RegexMatchStart < '^'
RegexMatchEnd < '$'
RegexSpecialChar < '?' / '^' / '$' / '*' / '+' / '{' / '}' / '[' / ']' / '(' / ')'
RegexBracketGroup < '[' RegexInvertGroup? RegexIncludeClosingBracket? RegexBracketPart* ']'
RegexInvertGroup < '^'
RegexIncludeClosingBracket < ']'
RegexBracketPart < RegexBracketRange / RegexBracketChar
RegexBracketRange < RegexBracketChar '-' RegexBracketChar
RegexBracketChar < !']' .
RegexCaptureGroup < '(' RegexGroupModifier?
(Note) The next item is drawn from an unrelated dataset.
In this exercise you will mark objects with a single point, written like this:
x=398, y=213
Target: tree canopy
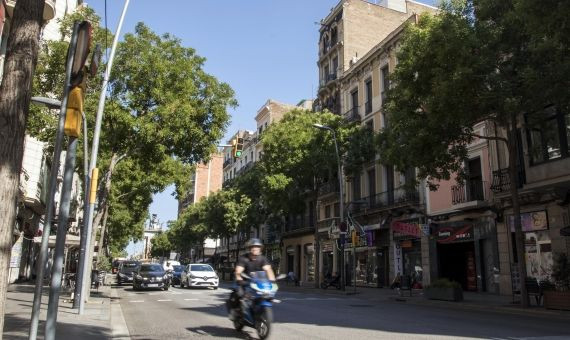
x=163, y=114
RegexPart+ ')'
RegexGroupModifier < RegexPositiveLookahead / RegexNegativeLookahead / RegexNonCaptureGroup
RegexPositiveLookahead < '?='
RegexNegativeLookahead < '?!'
RegexNonCaptureGroup < '?:'
UInt <~ [0-9]+

I guess. (not well tested, best to make your own grammar to fully understand) I don't see how can it contain unbalanced parentheses?

Based my grammar mostly on a very lightweight PCRE syntax now, not sure what you have.
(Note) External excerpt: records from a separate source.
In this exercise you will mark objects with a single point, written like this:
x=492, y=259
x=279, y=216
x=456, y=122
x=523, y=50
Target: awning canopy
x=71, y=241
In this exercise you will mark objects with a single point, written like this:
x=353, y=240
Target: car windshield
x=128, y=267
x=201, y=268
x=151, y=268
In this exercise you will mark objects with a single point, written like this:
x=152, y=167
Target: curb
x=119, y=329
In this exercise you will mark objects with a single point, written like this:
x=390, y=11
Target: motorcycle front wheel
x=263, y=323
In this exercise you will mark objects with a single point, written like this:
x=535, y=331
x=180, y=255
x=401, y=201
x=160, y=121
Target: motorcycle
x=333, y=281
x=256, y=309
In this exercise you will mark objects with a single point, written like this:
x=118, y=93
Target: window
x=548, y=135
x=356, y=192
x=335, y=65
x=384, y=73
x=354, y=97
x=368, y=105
@WebFreak001 thanks for your answer! and sorry for such delay.

First of all, my grammar description.

  1. Unbalanced parenthesis example:
m = $$replace(out, ".*\\$\\(EXPORT_([^)]+)\\).*", \\1)
#                                                         ^
#                                                       oh no! unbalanced
# this code replace the value of 'out' variable using given regex and set it to 'm'

So, you think i should use regex grammar for such kind of parameter?

  1. Scope statement ambiguity example:
win32 : msvc                    :               CONFIG += win_stuff
#       ^                              ^
#  logical AND      end of logical statement
# this code add value 'win_stuff' to CONFIG variable only if bool condition 'win32 AND msvc' is true

Scope expression described on line 181:

 Scope             <- BooleanExpression ScopeMainBranch ScopeElseIfBranch* ScopeElseBranch?
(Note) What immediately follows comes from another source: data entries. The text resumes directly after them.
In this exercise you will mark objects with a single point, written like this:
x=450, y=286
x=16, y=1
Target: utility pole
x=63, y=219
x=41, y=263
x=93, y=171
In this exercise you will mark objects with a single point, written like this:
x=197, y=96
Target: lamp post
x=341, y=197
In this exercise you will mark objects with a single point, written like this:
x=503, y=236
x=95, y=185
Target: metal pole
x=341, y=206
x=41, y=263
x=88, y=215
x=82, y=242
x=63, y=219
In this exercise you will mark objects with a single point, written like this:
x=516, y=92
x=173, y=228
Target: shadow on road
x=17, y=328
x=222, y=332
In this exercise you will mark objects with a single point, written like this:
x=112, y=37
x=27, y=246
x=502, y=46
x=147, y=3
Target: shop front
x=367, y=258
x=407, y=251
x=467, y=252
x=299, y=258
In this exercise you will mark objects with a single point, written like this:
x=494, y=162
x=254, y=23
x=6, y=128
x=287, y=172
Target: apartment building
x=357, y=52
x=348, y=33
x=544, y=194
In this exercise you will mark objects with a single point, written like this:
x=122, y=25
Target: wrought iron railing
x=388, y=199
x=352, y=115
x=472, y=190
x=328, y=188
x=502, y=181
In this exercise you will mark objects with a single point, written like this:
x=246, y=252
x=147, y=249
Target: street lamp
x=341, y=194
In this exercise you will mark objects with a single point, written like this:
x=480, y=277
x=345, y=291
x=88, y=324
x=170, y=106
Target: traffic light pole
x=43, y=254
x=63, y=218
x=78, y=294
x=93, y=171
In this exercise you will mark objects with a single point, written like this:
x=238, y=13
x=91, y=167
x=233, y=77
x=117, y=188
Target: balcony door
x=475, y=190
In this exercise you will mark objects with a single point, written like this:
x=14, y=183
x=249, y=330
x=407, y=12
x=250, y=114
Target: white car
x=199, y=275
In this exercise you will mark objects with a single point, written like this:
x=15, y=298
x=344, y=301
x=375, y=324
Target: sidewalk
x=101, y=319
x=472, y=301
Well, i'll think where i can use | operator here.

for 1 you should implement a proper string parser (as you have the value quoted, which would mean it couldn't be unbalanced parentheses if done properly), look at https://github.com/PhilippeSigaud/Pegged/blob/master/pegged/examples/strings.d

if your values are unquoted, look at my regex grammar I posted which will make it balanced too

for 2: if it is always in this order (everything before last colon is logical and) then it is easy to describe as rule using lookaheads like

Config     < Statement+
Statement  < Checks ":" Expression
                            # v  the & does the magic
Checks     < Check (":" Check &":")*
Check      < identifier
Expression < Variable Operator Value

if it's not always in this order, and dependent on the name of the identifier you write in there (being any arbitrary variable you defined earlier) you will either parse it as one list and resolve it later as part of your libraries API or try to implement it using semantic actions.